A mutual thrift is a latent little bank, Stilwell goes on. The transition to bank from thrift is what many a mutual management hopes for, and works toward. They find it's a long, hard road. "Along the way," says Stilwell, "for one reason or another, say within three to five years--that's our rule of thumb--half of the thrifts that have come public through mutual-to-stock conversion will sell themselves to somebody else. They can't do it, they're tired, they need a lot of fancy systems and the big brother catty-corner to them on the street can do it better, and why not join forces? Half of them are gone, usually at a decent profit, depending on when you first invested in them, within three to five years."

Of course, some will be gone to the happy hunting ground, the consequence of poorly executed expansion plans. Stilwell says he's all for growth, but only the wholesome kind. "If you grow real fast, that is not a great way," he says. "If you spend on acquisitions, that is a pretty bad way. But if you--over two, three, four, five years--take your share count down so that you are then properly capitalized, you've increased your book value, and you've increased your franchise value per share. That's brilliance. And if, at the same time. . .you're cutting your costs and becoming more efficient, and the parking lot doesn't empty out at 4:59 p.m. every day, you have a chance to be a decent community bank, which, historically, is a 12% to 15% return on equity, which any sensible bank investor was thrilled with. Because that is sustainable; they're not reaching, they're not going crazy."

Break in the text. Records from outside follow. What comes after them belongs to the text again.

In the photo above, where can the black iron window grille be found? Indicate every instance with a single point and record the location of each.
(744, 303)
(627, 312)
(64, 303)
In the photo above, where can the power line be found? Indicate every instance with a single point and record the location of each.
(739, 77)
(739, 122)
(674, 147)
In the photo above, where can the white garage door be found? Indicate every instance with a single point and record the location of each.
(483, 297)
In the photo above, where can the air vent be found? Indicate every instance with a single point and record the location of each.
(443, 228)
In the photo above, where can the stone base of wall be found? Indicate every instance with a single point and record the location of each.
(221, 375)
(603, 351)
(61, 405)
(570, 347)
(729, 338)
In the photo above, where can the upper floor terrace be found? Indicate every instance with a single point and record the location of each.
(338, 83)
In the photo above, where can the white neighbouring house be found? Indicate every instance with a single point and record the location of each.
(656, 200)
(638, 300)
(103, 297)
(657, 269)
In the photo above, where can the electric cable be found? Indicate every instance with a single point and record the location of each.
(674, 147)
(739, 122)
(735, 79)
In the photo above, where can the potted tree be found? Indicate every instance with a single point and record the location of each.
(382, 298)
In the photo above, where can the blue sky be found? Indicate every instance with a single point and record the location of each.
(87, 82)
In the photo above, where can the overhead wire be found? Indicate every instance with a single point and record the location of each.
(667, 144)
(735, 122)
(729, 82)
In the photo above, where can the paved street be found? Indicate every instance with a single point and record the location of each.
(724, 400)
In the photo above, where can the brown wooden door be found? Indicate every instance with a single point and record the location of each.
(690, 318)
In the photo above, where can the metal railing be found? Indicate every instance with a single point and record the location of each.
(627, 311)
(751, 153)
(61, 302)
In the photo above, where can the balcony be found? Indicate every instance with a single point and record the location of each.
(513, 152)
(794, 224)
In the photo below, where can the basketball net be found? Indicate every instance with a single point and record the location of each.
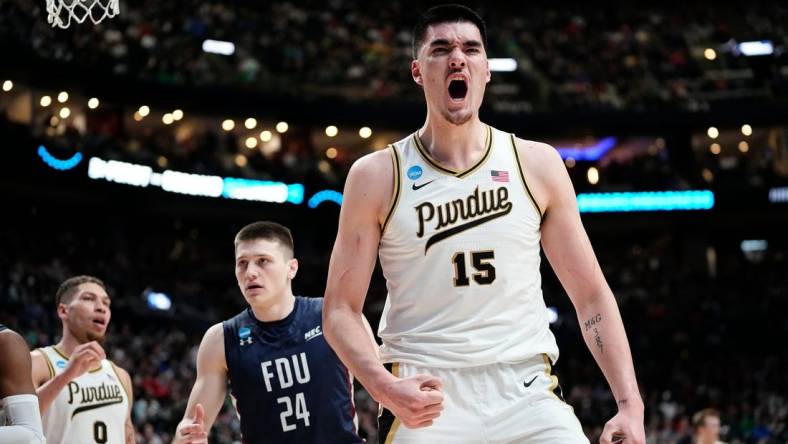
(61, 13)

A purely passive investment is one way to proceed. Stilwell, however, prefers to accumulate a greater-than-5% investment and, with the authority a filing position imbues, exercise "adult supervision." "I just filed on two in western Pennsylvania that recently converted," he continues: "First Federal Savings & Loan (FFCO, of Monessan, Pa.) and Standard Bank (STND, of Murrysville, Pa.). Both are little thrifts. I've bought 7% or 8% positions in them, and we've filed 13Ds. They are both cheap. One has a book value of 18ish and the other has a book value of 19ish. We paid 11 and change. They both have earnings. They both have capital--in equity-to-assets after the deal of 15% or so. And they both have nonperformers sub 1%. They are thrifts, banks in potential. We've gone out and met with both of them. They both seem like decent folks. We've told them what we expect: 'That you've done a good job. You've managed through this. You have no nonperforming problems. You've managed to come public at the absolutely right part of the cycle. Please keep doing what you're doing. When you can buy back some stock, please do so. And you'll have a very happy largish shareholder. [But] if you decide to use the money you've taken to buy your competitor or do something, and [you] put out some pabulum about long-term shareholder value, we're going to come in and unemploy you.'" Stilwell modified the verb to "unemploy" with a strong, Anglo-Saxon gerund.

Stilwell lays out the same set of expectations for both banks in his 13D filings: "We hope to work with existing management and the board to maximize shareholder value," the language says. "We will encourage management and the board to pay dividends to shareholders and repurchase shares of outstanding common stock with excess capital, and will support them if they do so. We oppose using excess capital to 'bulk up' on securities or to rapidly increase the loan portfolio. We will support only a gradual increase in the branch network. If the issuer pursues any action that dilutes tangible book value per share, we will aggressively seek board representation."

"This is one of those times when all of the stars line up," Stilwell winds up. "They've all lined up here. So, you know, frankly, a down market here would only help me at this point to make good investments in these because they come against the comps. This is the fourth year of a bear market in this sector. Will there be a fifth or sixth year? Maybe. But these are not on-edge institutions."